Bears Tight End Kyle Adams Building Orphanage in Haiti

After off-season workouts and minicamps are over, Bears players and coaches usually take time off before starting the grind of training camp and the season. For tight end Kyle Adams, it means a chance to get back to Haiti and continue work on an orphanage.

Adams visited Haiti for the first time when he was a student at Purdue University. He visited the country three times with the Fellowship of Christian Athletes before the devastating earthquake made a poor country even more poverty-stricken. Adams returned in February with the Ephraim Orphan Project, a not-for-profit that aims to give orphaned children both a home and life skills to help break the cycle of poverty.

He was moved by the people he met there and said he feels the need to continue his work with them.

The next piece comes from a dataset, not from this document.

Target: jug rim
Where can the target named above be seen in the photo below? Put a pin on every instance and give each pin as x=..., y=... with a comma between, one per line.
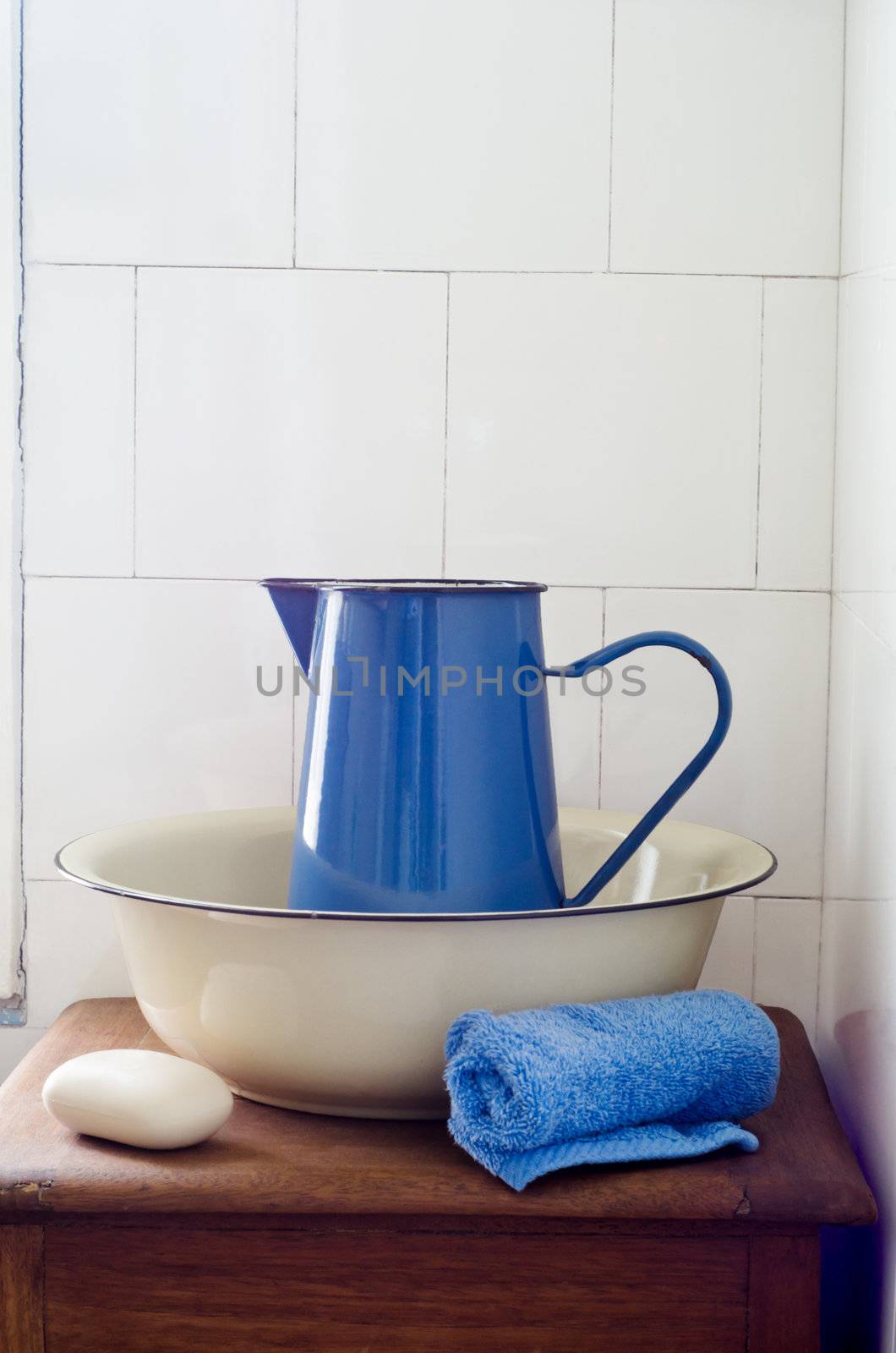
x=418, y=585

“That’s a tough country. There’s a lot of poverty down there," Adams told the Chicago Bears official website. "You see everything we’ve been given here as Americans and there really is a lot of inequity. God put Haitian people in my heart and I’ve always wanted to help out Haiti.”

During his next trip, Adams will work on a security fence, run sports camps, share the gospel, and bring food and clothing to other orphanages. While the orphanage currently serves 18 children, Adams hopes to see it grow to accept more children.

“The long term goal is to have 60 children,” Adams said, “and to take them until they’re 18 and give them life skills, not just turn them out at 18 but educate them and give them a trade in Haiti like working on diesel engines or learning how to grow crops, and if possible sending them off to college.”

Adams is not the only Bears player to be moved to help people in impoverished countries. Israel Idonije has made several trips to his native Nigeria to set up medical clinics and distribute food and clothing. Jay Cutler and his fiancee Kristin Cavalleri visited schools in Kenya last April.